Context is everything, even in abstraction. That is the message of an intriguing exhibition titled “Dansaekhwa,” which is currently at the Palazzo Contarini-Polignac, Venice (a collateral event of the Biennale). Dansaekhwa is a Korean word meaning “single color painting.”
The artists involved were mainly born in the 1920s and 30s, making them contemporaries of westerners such as Yves Klein (1928 – 1962) or Frank Stella (born 1936). In several ways — a use of a highly restricted palette of one color or, at most two, and a complete elimination of the illusion of space — the paintings in Dansaekhwa look quite like the more austere varieties of occidental abstract painting.
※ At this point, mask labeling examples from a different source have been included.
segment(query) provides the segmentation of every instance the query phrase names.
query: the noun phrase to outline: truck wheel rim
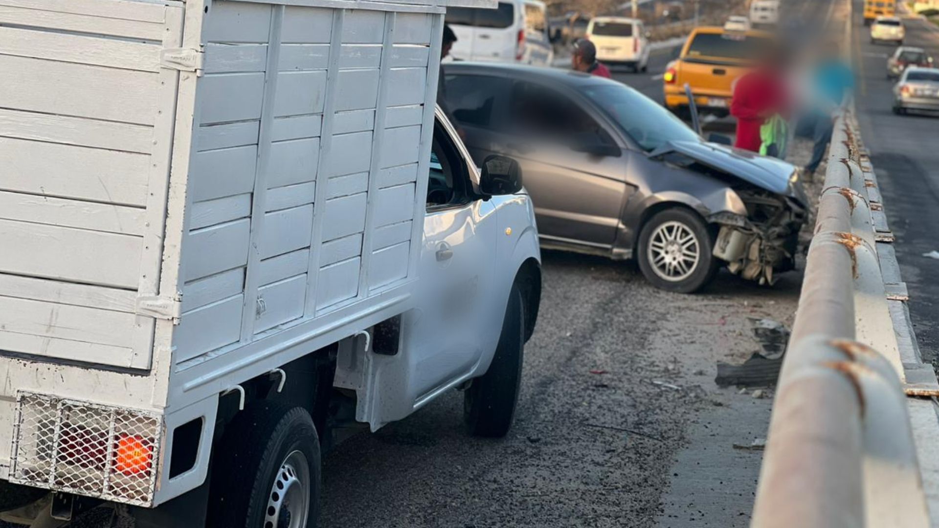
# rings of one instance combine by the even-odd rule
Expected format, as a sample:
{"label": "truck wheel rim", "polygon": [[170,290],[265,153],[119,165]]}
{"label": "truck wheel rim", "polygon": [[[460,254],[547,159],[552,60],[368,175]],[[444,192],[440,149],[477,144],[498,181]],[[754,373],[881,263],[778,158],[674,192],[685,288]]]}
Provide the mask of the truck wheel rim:
{"label": "truck wheel rim", "polygon": [[683,281],[698,268],[700,244],[687,225],[681,222],[666,222],[649,238],[647,248],[653,272],[669,282]]}
{"label": "truck wheel rim", "polygon": [[293,451],[284,459],[268,495],[264,528],[305,528],[310,512],[310,465]]}

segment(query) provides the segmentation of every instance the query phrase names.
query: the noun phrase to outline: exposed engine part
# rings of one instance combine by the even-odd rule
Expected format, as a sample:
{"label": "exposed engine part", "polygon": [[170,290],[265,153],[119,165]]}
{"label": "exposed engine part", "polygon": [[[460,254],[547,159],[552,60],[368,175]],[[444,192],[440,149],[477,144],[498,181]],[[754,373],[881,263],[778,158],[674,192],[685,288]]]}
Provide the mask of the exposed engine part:
{"label": "exposed engine part", "polygon": [[747,205],[747,217],[724,213],[708,219],[720,225],[714,256],[726,260],[731,273],[761,285],[772,285],[776,272],[794,267],[795,245],[805,211],[769,194],[738,194]]}

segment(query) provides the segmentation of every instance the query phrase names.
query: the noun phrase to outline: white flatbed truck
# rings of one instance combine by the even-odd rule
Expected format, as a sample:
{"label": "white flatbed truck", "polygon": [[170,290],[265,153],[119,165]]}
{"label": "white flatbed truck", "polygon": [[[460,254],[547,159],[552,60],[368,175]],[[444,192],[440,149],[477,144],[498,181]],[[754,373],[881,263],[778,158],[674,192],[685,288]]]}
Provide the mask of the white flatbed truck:
{"label": "white flatbed truck", "polygon": [[352,425],[506,433],[537,233],[435,110],[447,5],[0,0],[0,519],[313,527]]}

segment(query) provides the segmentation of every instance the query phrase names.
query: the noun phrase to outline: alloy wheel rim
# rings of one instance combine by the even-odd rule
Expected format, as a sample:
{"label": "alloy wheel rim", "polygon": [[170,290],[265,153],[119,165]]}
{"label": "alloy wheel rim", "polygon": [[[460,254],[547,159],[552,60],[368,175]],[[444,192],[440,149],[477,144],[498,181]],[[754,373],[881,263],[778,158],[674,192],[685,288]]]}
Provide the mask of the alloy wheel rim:
{"label": "alloy wheel rim", "polygon": [[655,228],[647,248],[653,272],[669,282],[683,281],[695,272],[700,260],[700,243],[690,227],[681,222],[666,222]]}
{"label": "alloy wheel rim", "polygon": [[268,494],[264,528],[305,528],[310,515],[310,465],[306,455],[292,451],[277,471]]}

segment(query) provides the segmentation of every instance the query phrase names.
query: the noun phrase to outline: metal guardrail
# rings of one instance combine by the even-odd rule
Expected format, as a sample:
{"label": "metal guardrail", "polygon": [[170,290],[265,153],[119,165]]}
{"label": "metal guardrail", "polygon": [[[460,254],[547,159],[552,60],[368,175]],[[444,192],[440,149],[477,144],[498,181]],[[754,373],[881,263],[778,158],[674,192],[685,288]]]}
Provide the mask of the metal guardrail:
{"label": "metal guardrail", "polygon": [[885,220],[865,152],[854,116],[839,116],[779,375],[755,528],[929,526],[877,249],[892,235],[879,227]]}

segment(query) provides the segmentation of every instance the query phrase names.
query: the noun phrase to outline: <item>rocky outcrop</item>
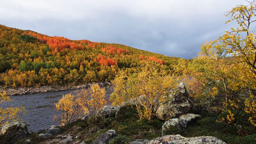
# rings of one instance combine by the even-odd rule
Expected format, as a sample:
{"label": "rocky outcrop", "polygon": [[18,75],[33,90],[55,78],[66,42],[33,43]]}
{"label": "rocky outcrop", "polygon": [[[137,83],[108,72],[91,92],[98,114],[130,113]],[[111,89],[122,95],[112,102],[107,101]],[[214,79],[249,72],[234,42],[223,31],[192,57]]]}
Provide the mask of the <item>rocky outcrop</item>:
{"label": "rocky outcrop", "polygon": [[184,137],[180,135],[167,135],[159,137],[147,143],[147,144],[224,144],[224,141],[211,136],[200,136],[195,137]]}
{"label": "rocky outcrop", "polygon": [[188,113],[180,116],[178,118],[171,118],[163,125],[162,126],[162,135],[165,134],[166,130],[170,128],[171,126],[180,128],[181,127],[187,128],[187,125],[196,120],[201,118],[199,114]]}
{"label": "rocky outcrop", "polygon": [[115,117],[119,107],[115,106],[105,106],[96,112],[96,116],[101,118]]}
{"label": "rocky outcrop", "polygon": [[88,112],[81,118],[81,120],[90,119],[93,116],[99,116],[103,118],[115,117],[119,108],[120,107],[110,105],[105,106],[103,108],[100,108],[97,111],[91,111]]}
{"label": "rocky outcrop", "polygon": [[201,116],[199,114],[188,113],[180,116],[179,124],[180,127],[187,128],[188,123],[194,120],[201,118]]}
{"label": "rocky outcrop", "polygon": [[41,137],[44,139],[48,139],[48,138],[51,138],[53,137],[53,135],[52,134],[50,134],[49,133],[39,133],[38,135],[39,137]]}
{"label": "rocky outcrop", "polygon": [[183,83],[178,85],[177,92],[174,95],[170,95],[169,99],[168,101],[161,103],[156,108],[155,115],[157,118],[167,120],[186,114],[195,108]]}
{"label": "rocky outcrop", "polygon": [[11,137],[12,141],[28,137],[31,131],[28,128],[29,125],[26,122],[14,122],[3,126],[1,134],[5,137]]}
{"label": "rocky outcrop", "polygon": [[[107,86],[109,85],[109,83],[97,83],[100,86]],[[0,93],[3,93],[4,91],[7,92],[7,95],[9,96],[13,95],[28,95],[38,93],[47,93],[50,91],[65,91],[69,89],[82,89],[82,88],[88,88],[91,84],[84,84],[81,85],[76,86],[59,86],[59,85],[53,85],[53,86],[42,86],[40,87],[0,87]]]}
{"label": "rocky outcrop", "polygon": [[59,128],[60,126],[53,125],[51,126],[51,128],[48,130],[48,133],[52,135],[57,135],[60,132],[60,129]]}
{"label": "rocky outcrop", "polygon": [[24,122],[14,122],[3,126],[1,130],[1,134],[3,135],[7,133],[11,128],[15,129],[15,133],[19,133],[20,135],[26,135],[32,132],[29,129],[29,124]]}
{"label": "rocky outcrop", "polygon": [[115,130],[111,130],[102,134],[93,141],[93,144],[105,144],[107,143],[111,139],[116,136]]}

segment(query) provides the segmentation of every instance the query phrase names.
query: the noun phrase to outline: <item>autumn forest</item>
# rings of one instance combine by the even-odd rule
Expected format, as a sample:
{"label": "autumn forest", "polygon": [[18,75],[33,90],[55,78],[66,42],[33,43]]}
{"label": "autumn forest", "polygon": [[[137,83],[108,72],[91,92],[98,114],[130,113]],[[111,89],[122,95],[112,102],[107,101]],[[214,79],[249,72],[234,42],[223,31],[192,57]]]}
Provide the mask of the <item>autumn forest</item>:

But the same paint-mark can mean something quite different in another cultural tradition. In eastern art, calligraphy and painting have always been closely allied. A single gesture of a brush may be form a letter (or part of one); or a similar mark might represent, say, the petal of a lotus. This is the background to the art of the seven Korean artists in the exhibition.
A work by Lee Ufan in the show from his series “From Line” (1979) consists of a series of parallel, vertical strokes, running from the top of a canvas to the bottom. It looks, and is, minimalist. It is also, however, a remarkable exercise in painterly control. Each stroke begins at the top with a fully loaded brush, then — as the pigment slowly runs out — it becomes thinner and thinner, and traces of the individual bristles appear.
Simultaneously, almost imperceptibly, the color changes from a solid blue at the start to wispy yellow at the lower extremity. Each of these long streaks of paint looks as if it was achieved with one continuous movement of the artist’s arm — and, in fact, Lee Ufan, never requires more than three for a single paint line. Executing such a work is an exercise in meditative concentration.
The strokes are all fundamentally the same, but endlessly varied in the detailed striations made by the brush within each larger stripe. In this way picture puts you in mind of classical Chinese paintings of bamboo. Each cane and leaf in such a picture is, naturally, rather like the rest; but conversely every single one has its own distinctive energy and identity.
Internationally, Lee Ufan (born 1936) is the best-known of these artists. But the others have similar qualities. Kwon Young Woo (1926-2013) used traditional oriental media such as ink and paper to abstract effect, although some of his works, too, have a look of bamboo. Chung Sang-Hwa (born 1932) folds his canvas to crack the paint layer, creating random lines. Of course, an appreciation of the effects of chance — in the dribbles of glaze on certain Japanese ceramics, for example, has long been an aspect of Eastern art.
In a quiet contemplative way, this is an intriguing exhibition: a demonstration of how eastern and western artists — like those brushstrokes of Lee Ufan — can be at the same time similar, and utterly unalike.